Was, wenn ein Nein kommt?
Für die weitere Planung muss vor dem Realisierungskredit zunächst ein Projektierungskredit gesprochen werden. Die Abstimmung dazu findet im September 2023 statt, und auch danach hat Limeco noch einige Hürden bis zur Inbetriebnahme in elf Jahren zu nehmen. Dennoch: Der Grundauftrag des Bundes zur CO2-Neutralität ist da und die Hauptanlagen der KVA müssen 2034 fertig sein, denn die kantonale Abfallplanung rechnet mit den Tonnagen, die Limeco erst nach dem Neubau verwerten kann. Würde die Weiterbearbeitung des Projektes abgelehnt, gingen die Synergien verloren, die sich aus dem gesamtheitlichen Plan für KVA und ARA ergeben.

Bereits in den Echoräumen habe es Stimmen gegeben, die das Antoniloch unbedingt von Bauten frei haben wollten und dafür eine hohe Bebauung in der Nähe akzeptierten. Andere fanden, dass sie das Bauwerk nicht sehen wollen und sich nicht für das Antoniloch interessieren. „Die Leute merkten, dass die Aufgabe recht komplex ist. Im Weissbuch 1 haben wir schon angerissen, dass man nur in der gegenseitigen Akzeptanz eine Lösung finden kann”, erinnert sich Rothenhöfer, der von der jetzigen Echorunde eine kritische Auseinandersetzung erhofft. „Wenn man ernsthaft und ungeschönt alles zeigt, erstarren die Leute nicht in Ehrfurcht und erkennen, dass ein konstruktives Mitdenken gewünscht ist.” 

 

Anmerkung

[1] In Deutschland gibt es Stand 2020 84 Müllverbrennungsanlagen mit einer jährlichen Gesamtkapazität von etwa 34 Mio. Tonnen (Quelle). Die meisten der Anlagen verfügen über eine Kraft-Wärme-Kopplung. Die insgesamt in Form von Strom, Wärme oder Dampf exportierte Energie aus Müllverbrennungsanlagen (inkl. EBS-Kraftwerke) entspricht laut NABU einem Anteil von 1,5 % am gesamten Endenergieverbrauch in Deutschland und von 6 % am Endenergieverbrauch der Haushalte.
Zum Vergleich: Insgesamt fallen in der Schweiz jedes Jahr rund 3.8 Millionen Tonnen brennbare Haushalts- und Industrieabfälle an. Im Jahr 2017 produzierten die (damals) 30 KVA gesamthaft 4'036 Gigawattstunden (GWh) Wärme und 2338 GWh Strom. Sie trugen damit rund 2,5 % zur Deckung des schweizerischen Gesamtenergiebedarfs bzw. knapp 4 % zur schweizerischen Stromproduktion bei.

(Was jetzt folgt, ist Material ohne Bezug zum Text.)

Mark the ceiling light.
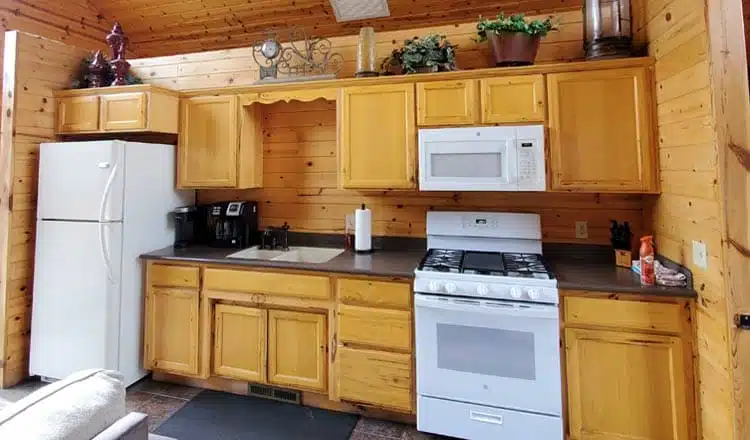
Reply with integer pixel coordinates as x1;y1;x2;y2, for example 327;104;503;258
330;0;391;21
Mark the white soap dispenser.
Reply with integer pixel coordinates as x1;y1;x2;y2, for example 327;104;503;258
354;203;372;254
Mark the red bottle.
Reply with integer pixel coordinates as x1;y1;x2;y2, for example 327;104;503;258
640;235;656;286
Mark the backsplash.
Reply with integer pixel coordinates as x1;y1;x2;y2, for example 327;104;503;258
198;100;644;244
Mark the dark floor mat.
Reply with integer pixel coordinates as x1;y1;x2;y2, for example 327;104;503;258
156;390;358;440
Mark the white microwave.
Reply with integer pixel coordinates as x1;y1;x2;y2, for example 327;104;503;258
419;125;546;191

[2] Weissbücher: Limeco begann im Herbst 2020 den Dialog mit den Trägergemeinden Dietikon, Geroldswil, Oberengstringen, Oetwil an der Limmat, Schlieren, Unterengstringen, Urdorf, Weiningen und weiteren wichtigen Stakeholdern. Erste Perspektiven und Ergebnisse für den Ersatzneubau der KVA und die Erweiterung der ARA sind im „Weissbuch 1 Limeco 2050” gesammelt. Es bildet die Basis für den Studienauftrag und die Testplanung. Im Echoraum werden die Erkenntnisse gespiegelt und die Synthese diskutiert. Daraus entsteht das „Weissbuch 2 Limeco 2050”. Dieses ist zusammen mit der Synthese die Grundlage für das Richtprojekt und den Gestaltungsplan.